Equilíbrio

"Larguei as drogas sozinha": Americana viraliza com relato de recuperação

Kristy Ehrlich
Americana se destacou na internet após mostrar fotos de antes e depois de recuperação de vício em drogas imagem: Kristy Ehrlich

"Se você está aí lutando, por favor, saiba que sempre pode seguir em frente e mudar." Assim termina o testemunho de Kristy Ehrlich no site de compartilhamento de fotos Imgur.

Fotos marcantes de sua transformação --de uma usuária de metanfetamina em uma mãe, estudante de contabilidade e sóbria-- foram vistas mais de 420 mil vezes.

Aos 31 anos de idade, a californiana Ehrlich postou a galeria de fotos de sua recuperação para marcar o aniversário de dez anos de sua sobriedade. Ela escreveu que, ao compartilhar as imagens e sua história pessoal, ela estava deixando para trás o estereótipo de "ex-viciada".

"Esta é a última vez que celebro meu aniversário (de sobriedade)", escreveu.

"As pessoas dizem: 'Uma vez viciado, sempre viciado', e eu incorporei aquilo", disse Ehrlich à BBC. "Tenho meditado e explorado esse pensamento e (concluí que) discordo dele. Não estou 'em recuperação'. Estou recuperada. Me tornei uma nova pessoa, muito melhor, e nunca vou olhar para trás".

Mas suas perspectivas nem sempre foram tão positivas. Ela tinha começado a usar metanfetamina, droga com mais de 20 milhões de usuários em todo o mundo, ainda na adolescência.

Ela namorava um homem mais velho, que a apresentou à droga. Ela o descreve como "um homem muito mau".

Aos 21 anos, após sete de uso de drogas, Ehrlich atingiu um ponto crítico.

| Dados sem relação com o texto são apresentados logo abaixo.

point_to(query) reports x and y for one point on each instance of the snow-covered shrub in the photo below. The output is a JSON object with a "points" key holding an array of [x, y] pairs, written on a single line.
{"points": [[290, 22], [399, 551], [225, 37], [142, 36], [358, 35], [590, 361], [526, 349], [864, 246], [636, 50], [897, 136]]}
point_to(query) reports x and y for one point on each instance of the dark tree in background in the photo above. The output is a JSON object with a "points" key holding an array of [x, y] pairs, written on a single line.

"Um dia acordei e, chorando, chamei minha mãe. Disse que eu estava perdida e não sabia o que fazer. Ela, sem rodeios, respondeu: 'Olhe no espelho, Kristy, e veja no que você se transformou e saberá por que você está onde você está.' Olhei no espelho naquela manhã e chorei. Eu estava magra. Feia. Infeliz. Eu não era nada. Eu era apenas um desperdício de espaço".

Os anos seguintes de desintoxicação, sem tratamento especializado, foram cheios de altos e baixos. Com a ajuda de seu padrasto, Ehrlich se trancou em um quarto de um hotel por uma semana. Esse foi o primeiro passo. O próximo foi adotar um animal de estimação --Rockdog.

"Não havia nada melhor do que o amor e a aceitação que eu recebi dele nos primeiros meses, quando estava completamente sozinha", escreveu.

Ehrlich disse à BBC que, em seguida, doou todos os seus pertences, "exceto uma pequena bolsa que carregava nas minhas costas". Ela, Rockdog e um namorado decidiram viajar pedindo carona pelos EUA.

"Fiquei quatro semanas sóbria a partir do momento em que estiquei meu polegar e consegui minha primeira carona. Foi incrível. Foi lindo. Foi assustador. Foi terrível. Foi perfeito."

"Nós viajamos e conhecemos pessoas que viviam na floresta, em arbustos de parques e nas ruas da cidade. Foi glorioso. Foi real. Chorei muitas vezes e me apaixonei por mim mesma."

Hoje ela é casada, tem uma filha de 4 anos e está prestes a se formar em contabilidade.

Ehrlich diz que as mídias sociais desempenham um papel fundamental em sua sobriedade.

"É difícil para contar aos amigos e familiares sobre seus problemas. Mas on-line você pode procurar ajuda anonimamente. Fui levada para um grupo de reabilitação de drogas no Facebook e passei meus conhecimentos lá. Um monte de gente está sofrendo no mundo, as drogas estão em toda parte, em cada cidade. Há muito julgamento no mundo real, às vezes, ajuda encontrar uma alma internet para colocar para fora o que você tem no seu coração".

E quais são as principais dicas de Ehrlich para a sobriedade?

"Vá embora. Deixe a cidade onde está. Se você não pode sair, então pare de ir aos mesmos lugares de sempre. Pare de encontrar as mesmas pessoas que você sempre encontra. Se eles são seus amigos de verdade, estarão lá em um ano ou quando você for capaz de estar perto deles. Encontre algo para fazer com as mãos. Realmente quero que as pessoas saibam que elas conseguem fazer isso sem ajuda. Eu não tive muita ajuda. Eu consegui (ficar sóbia) porque acreditei em mim mesma em um momento na minha vida em que ninguém acreditava."